Intermediate in the O–O Bond Cleavage Reaction of an Extradiol Dioxygenase

Elena G Kovaleva; John D Lipscomb

doi:10.1021/bi801459q

. Author manuscript; available in PMC: 2009 Oct 28.

Published in final edited form as: Biochemistry. 2008 Oct 1;47(43):11168–11170. doi: 10.1021/bi801459q

Intermediate in the O–O Bond Cleavage Reaction of an Extradiol Dioxygenase^{^†}^,^{^A}

Elena G Kovaleva ^1,^⊥, John D Lipscomb ^1,^*

PMCID: PMC2629449 NIHMSID: NIHMS86506 PMID: 18826259

Abstract

The reactive oxy-intermediate of the catalytic cycle of extradiol aromatic ring-cleaving dioxygenases is formed by binding the catecholic substrate and O₂ in adjacent ligand positions of the active site metal (usually Fe(II)). This intermediate and the following Fe(II)-alkylperoxo intermediate resulting from oxygen attack on the substrate have been previously characterized in a crystal of homoprotocatechuate 2,3-dioxygenase (HPCD). Here a subsequent intermediate in which the O–O bond is broken to yield a gem diol species is structurally characterized. This new intermediate is stabilized in the crystal by using the alternative substrate, 4-sulfonylcatechol, and the Glu323Leu variant of HPCD, which alters the crystal packing.

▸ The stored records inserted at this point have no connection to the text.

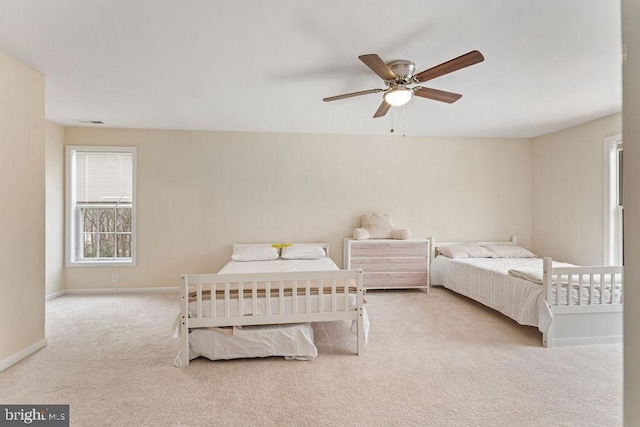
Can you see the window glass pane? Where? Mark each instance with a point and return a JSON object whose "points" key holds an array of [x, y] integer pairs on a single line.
{"points": [[91, 219], [107, 220], [101, 203], [123, 245], [90, 245], [104, 177], [107, 245], [123, 220]]}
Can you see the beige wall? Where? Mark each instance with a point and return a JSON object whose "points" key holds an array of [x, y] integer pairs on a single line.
{"points": [[568, 192], [22, 208], [199, 192], [631, 108], [54, 226]]}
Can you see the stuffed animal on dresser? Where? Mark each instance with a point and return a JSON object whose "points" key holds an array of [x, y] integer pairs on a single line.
{"points": [[378, 225]]}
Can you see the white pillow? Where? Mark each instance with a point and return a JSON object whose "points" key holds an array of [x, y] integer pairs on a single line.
{"points": [[255, 253], [303, 252], [464, 250], [509, 251]]}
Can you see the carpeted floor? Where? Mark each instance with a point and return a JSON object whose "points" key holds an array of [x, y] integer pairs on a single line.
{"points": [[433, 359]]}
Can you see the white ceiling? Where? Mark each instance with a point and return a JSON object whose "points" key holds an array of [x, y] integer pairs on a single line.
{"points": [[257, 65]]}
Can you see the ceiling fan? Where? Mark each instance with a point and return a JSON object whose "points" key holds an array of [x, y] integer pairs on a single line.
{"points": [[398, 76]]}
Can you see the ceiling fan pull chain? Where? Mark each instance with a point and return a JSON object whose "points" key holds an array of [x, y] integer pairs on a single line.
{"points": [[404, 121]]}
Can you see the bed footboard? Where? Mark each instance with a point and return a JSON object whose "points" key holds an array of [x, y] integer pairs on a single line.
{"points": [[585, 303], [219, 300]]}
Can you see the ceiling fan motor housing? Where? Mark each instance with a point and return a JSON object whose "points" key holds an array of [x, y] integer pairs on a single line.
{"points": [[403, 69]]}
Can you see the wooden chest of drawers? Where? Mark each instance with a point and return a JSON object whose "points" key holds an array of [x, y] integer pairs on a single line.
{"points": [[388, 263]]}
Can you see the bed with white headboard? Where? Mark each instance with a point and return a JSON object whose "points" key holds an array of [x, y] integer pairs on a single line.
{"points": [[570, 305], [263, 301]]}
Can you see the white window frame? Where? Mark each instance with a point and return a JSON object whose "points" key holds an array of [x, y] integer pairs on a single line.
{"points": [[613, 244], [72, 231]]}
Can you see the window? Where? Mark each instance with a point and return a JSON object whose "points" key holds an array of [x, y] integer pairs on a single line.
{"points": [[101, 205], [613, 198]]}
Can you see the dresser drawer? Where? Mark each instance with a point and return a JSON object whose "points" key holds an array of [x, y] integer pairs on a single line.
{"points": [[389, 263], [407, 264], [369, 249], [376, 280], [409, 249], [371, 264]]}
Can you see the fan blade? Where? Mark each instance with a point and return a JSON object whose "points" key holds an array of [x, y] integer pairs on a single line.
{"points": [[438, 95], [382, 110], [455, 64], [378, 66], [352, 94]]}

Extradiol aromatic ring cleaving dioxygenases such as homoprotocatechuate 2,3-dioxygenase (HPCD) catalyze fissure of the O₂ bond and incorporation of both atoms into catecholic substrates to give muconic semialdehyde products (1-3). These enzymes use an active site Fe(II) (and rarely Mn(II)) bound in a 2-His-1-carboxylate facial triad motif in the O₂ activation process (4-6). X-ray crystal structures show that the substrate binds to the Fe(II) as an asymmetric chelate (6, 7). As substrate binds, two of the three solvents present on the accessible face of the iron in the resting enzyme are directly displaced and the third is either released or its bond to the iron is weakened. This prepares a site for O₂ binding adjacent to the substrate.

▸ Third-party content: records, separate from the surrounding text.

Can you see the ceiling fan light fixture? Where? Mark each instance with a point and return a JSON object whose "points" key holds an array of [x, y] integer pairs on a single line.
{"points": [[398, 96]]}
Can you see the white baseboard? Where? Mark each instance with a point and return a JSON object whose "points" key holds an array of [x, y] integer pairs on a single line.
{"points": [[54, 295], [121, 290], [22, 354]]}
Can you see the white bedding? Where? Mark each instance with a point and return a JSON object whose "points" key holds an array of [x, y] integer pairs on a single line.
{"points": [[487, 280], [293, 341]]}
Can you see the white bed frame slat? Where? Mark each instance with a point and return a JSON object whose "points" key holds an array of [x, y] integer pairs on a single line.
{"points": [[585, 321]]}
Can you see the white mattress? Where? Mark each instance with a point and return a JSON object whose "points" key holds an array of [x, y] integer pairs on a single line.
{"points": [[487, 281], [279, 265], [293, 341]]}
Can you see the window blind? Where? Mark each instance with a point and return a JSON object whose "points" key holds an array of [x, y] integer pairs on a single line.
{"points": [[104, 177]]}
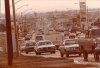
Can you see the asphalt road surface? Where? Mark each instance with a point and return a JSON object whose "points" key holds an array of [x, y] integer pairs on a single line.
{"points": [[76, 58]]}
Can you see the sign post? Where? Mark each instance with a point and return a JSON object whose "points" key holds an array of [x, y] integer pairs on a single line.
{"points": [[9, 33]]}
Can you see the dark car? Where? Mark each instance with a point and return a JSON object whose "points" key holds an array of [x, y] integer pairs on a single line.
{"points": [[39, 38], [28, 47]]}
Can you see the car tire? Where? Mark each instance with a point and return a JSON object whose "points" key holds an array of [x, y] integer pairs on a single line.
{"points": [[53, 52], [37, 53], [26, 52], [62, 55], [80, 54], [96, 57]]}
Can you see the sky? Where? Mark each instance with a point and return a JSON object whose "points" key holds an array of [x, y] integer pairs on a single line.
{"points": [[50, 5]]}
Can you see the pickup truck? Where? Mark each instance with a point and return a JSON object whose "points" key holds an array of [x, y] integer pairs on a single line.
{"points": [[70, 46]]}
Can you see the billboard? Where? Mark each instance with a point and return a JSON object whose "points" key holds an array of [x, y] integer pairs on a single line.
{"points": [[83, 10]]}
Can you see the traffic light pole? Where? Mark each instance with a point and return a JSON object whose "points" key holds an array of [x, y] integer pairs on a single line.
{"points": [[9, 33]]}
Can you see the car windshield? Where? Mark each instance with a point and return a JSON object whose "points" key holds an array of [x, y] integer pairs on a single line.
{"points": [[45, 43], [69, 42]]}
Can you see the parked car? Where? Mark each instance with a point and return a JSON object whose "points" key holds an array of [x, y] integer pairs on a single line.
{"points": [[44, 47], [81, 35], [28, 46], [39, 38], [28, 36], [70, 46]]}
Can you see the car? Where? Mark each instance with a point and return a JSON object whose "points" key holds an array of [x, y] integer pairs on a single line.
{"points": [[28, 36], [39, 38], [28, 46], [44, 46], [81, 35], [70, 46]]}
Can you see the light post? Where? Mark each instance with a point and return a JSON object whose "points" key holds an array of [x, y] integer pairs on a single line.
{"points": [[0, 8], [21, 7], [9, 33]]}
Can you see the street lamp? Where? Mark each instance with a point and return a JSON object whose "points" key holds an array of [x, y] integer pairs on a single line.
{"points": [[21, 7], [24, 11], [18, 1]]}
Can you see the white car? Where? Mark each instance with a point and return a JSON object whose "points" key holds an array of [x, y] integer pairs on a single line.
{"points": [[44, 47], [28, 46], [70, 46]]}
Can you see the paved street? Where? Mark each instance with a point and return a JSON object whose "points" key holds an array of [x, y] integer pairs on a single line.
{"points": [[78, 60]]}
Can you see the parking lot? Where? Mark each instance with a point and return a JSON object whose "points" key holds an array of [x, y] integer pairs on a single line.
{"points": [[76, 58]]}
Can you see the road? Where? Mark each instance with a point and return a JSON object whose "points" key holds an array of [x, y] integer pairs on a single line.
{"points": [[77, 59]]}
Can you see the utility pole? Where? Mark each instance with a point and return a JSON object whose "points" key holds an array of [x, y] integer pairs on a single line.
{"points": [[0, 8], [15, 25], [9, 33]]}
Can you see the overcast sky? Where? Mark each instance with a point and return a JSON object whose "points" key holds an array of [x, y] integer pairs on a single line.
{"points": [[51, 5]]}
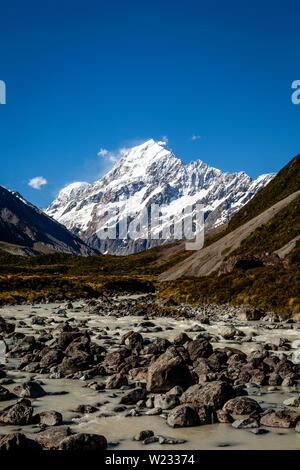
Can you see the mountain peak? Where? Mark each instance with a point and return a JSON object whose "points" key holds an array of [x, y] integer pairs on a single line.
{"points": [[151, 173]]}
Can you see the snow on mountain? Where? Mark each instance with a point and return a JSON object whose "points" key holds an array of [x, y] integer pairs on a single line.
{"points": [[146, 174]]}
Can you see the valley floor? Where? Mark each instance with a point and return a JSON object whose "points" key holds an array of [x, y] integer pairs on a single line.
{"points": [[88, 407]]}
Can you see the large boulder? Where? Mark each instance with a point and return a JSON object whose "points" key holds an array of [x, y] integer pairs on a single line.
{"points": [[214, 394], [83, 442], [183, 416], [4, 394], [80, 361], [133, 396], [133, 340], [67, 337], [116, 381], [26, 345], [242, 406], [227, 332], [5, 327], [15, 441], [249, 313], [51, 358], [51, 438], [19, 414], [29, 389], [281, 418], [199, 348], [167, 371], [166, 401], [50, 418]]}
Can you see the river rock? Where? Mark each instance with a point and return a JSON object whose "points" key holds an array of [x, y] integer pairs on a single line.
{"points": [[224, 417], [29, 389], [293, 401], [166, 402], [52, 437], [241, 406], [133, 396], [14, 441], [199, 348], [227, 332], [215, 394], [4, 394], [246, 423], [83, 442], [142, 435], [282, 418], [183, 416], [18, 414], [50, 418], [116, 381], [167, 371]]}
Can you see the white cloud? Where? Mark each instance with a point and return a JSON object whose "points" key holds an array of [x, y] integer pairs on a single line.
{"points": [[102, 152], [163, 141], [112, 157], [37, 182]]}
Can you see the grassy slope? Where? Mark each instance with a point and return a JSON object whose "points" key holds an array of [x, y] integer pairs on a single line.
{"points": [[285, 183], [270, 287]]}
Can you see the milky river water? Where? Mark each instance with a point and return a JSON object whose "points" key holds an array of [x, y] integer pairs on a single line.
{"points": [[118, 429]]}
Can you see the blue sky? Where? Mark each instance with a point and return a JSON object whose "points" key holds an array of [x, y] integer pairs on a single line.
{"points": [[84, 75]]}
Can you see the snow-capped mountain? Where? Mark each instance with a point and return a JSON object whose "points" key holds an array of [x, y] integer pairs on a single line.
{"points": [[27, 230], [146, 174]]}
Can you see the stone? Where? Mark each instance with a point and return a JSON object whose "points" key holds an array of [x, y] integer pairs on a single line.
{"points": [[177, 390], [293, 401], [133, 340], [83, 442], [14, 441], [52, 357], [29, 389], [249, 313], [50, 418], [281, 418], [51, 438], [86, 409], [133, 396], [166, 402], [183, 416], [181, 339], [259, 431], [227, 332], [224, 417], [215, 394], [142, 435], [245, 423], [242, 406], [4, 394], [116, 381], [199, 348], [170, 440], [168, 371], [79, 361], [18, 414]]}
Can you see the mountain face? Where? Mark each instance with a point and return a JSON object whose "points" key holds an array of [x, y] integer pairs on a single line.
{"points": [[25, 229], [147, 174]]}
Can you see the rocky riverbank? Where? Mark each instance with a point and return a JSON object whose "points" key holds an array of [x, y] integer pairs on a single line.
{"points": [[125, 372]]}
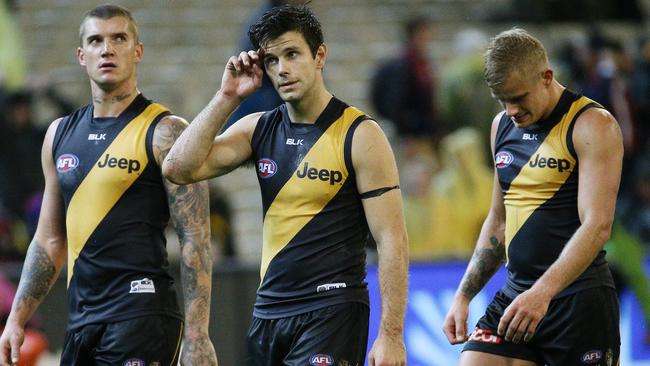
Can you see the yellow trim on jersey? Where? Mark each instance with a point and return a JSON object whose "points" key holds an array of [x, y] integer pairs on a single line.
{"points": [[533, 186], [102, 188], [300, 199]]}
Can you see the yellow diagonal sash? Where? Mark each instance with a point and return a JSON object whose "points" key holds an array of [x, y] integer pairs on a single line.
{"points": [[102, 187], [300, 199]]}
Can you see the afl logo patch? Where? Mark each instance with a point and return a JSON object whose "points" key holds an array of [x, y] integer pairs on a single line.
{"points": [[266, 168], [503, 159], [66, 162], [321, 360]]}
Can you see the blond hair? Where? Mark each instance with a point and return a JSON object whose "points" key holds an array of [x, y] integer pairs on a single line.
{"points": [[513, 51]]}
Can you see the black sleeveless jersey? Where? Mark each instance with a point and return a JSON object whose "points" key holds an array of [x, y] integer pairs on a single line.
{"points": [[537, 168], [315, 230], [116, 212]]}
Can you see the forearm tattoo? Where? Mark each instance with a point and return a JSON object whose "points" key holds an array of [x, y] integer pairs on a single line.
{"points": [[189, 210], [39, 274], [484, 263]]}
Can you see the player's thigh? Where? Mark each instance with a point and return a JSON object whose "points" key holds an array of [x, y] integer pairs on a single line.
{"points": [[335, 335], [79, 345], [267, 341], [149, 340], [475, 358], [583, 329], [485, 342]]}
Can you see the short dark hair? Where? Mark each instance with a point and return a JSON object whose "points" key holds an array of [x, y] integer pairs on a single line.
{"points": [[287, 18], [109, 11]]}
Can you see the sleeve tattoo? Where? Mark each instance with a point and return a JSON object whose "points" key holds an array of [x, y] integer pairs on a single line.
{"points": [[483, 265], [39, 273], [189, 210]]}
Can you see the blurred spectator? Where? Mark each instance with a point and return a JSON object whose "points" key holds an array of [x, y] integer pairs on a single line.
{"points": [[635, 211], [464, 100], [21, 178], [12, 57], [444, 219], [265, 98], [403, 87], [625, 256], [640, 84]]}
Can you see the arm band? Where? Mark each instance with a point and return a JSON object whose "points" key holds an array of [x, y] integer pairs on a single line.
{"points": [[377, 192]]}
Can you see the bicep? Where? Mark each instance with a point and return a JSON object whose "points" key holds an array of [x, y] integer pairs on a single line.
{"points": [[188, 204], [51, 222], [598, 144], [375, 169], [231, 148]]}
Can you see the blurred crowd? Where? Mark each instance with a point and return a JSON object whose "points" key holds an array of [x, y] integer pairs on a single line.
{"points": [[437, 116]]}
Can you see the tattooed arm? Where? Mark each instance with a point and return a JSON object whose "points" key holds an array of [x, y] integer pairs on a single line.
{"points": [[189, 210], [488, 255], [45, 258]]}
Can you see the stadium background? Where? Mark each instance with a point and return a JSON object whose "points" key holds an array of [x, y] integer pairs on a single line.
{"points": [[187, 43]]}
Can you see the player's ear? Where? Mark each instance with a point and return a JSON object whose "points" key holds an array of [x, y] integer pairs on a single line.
{"points": [[139, 52], [321, 56], [547, 75], [81, 56]]}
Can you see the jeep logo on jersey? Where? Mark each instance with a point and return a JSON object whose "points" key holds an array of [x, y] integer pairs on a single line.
{"points": [[321, 360], [502, 159], [266, 168], [542, 162], [66, 162], [133, 362], [591, 357], [131, 165], [333, 176]]}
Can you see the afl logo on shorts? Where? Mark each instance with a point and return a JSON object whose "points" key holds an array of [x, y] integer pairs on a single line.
{"points": [[134, 362], [266, 168], [503, 159], [66, 162], [321, 360], [591, 357]]}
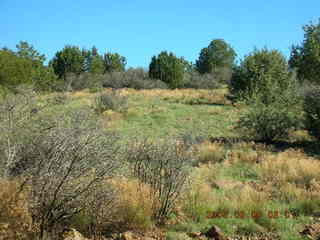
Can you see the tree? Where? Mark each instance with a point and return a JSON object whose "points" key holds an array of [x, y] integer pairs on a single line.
{"points": [[93, 62], [113, 62], [14, 70], [262, 73], [305, 58], [168, 68], [217, 58], [69, 60], [25, 50]]}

We and others have speculated that O₂ activation occurs as a result of electron transfer from the catecholic substrate to the bound O₂ via the Fe(II) (1-3, 8-13). Radical recombination would yield an Fe(II)-bound alkylperoxo intermediate. O–O bond cleavage and insertion of one atom into the aromatic ring to form a 7-member lactone intermediate is proposed to follow. This step would be facilitated by an acid catalyst to protonate the oxygen atom proximal to the Fe(II). Hydrolysis of the lactone by the Fe(II)-bound oxygen, now at the level of hydroxide, would result in ring cleavage, and ultimately, product release.

Support for this mechanism has been gained using several experimental approaches. Neither the Fe(II) center nor the substrate, homoprotocatechuate (HPCA), has a convenient chromophore or EPR signal with which to monitor the reaction cycle. However, it was found that the chromophore of the alternative substrate 4-nitrocatechol (4NC) could be monitored, and it revealed the occurrence of at least 8 intermediates in the overall cycle (14, 15). Many of these had kinetic or spectroscopic properties consistent with intermediates predicted to occur in the cycle. Mutagenesis of His200, which is well positioned in the active site to serve as the catalytic acid, slowed the oxygen reaction steps (14). This allowed the detection of the first oxy-intermediate in the extradiol dioxygenase class based on its absorbance maximum at 610 nm.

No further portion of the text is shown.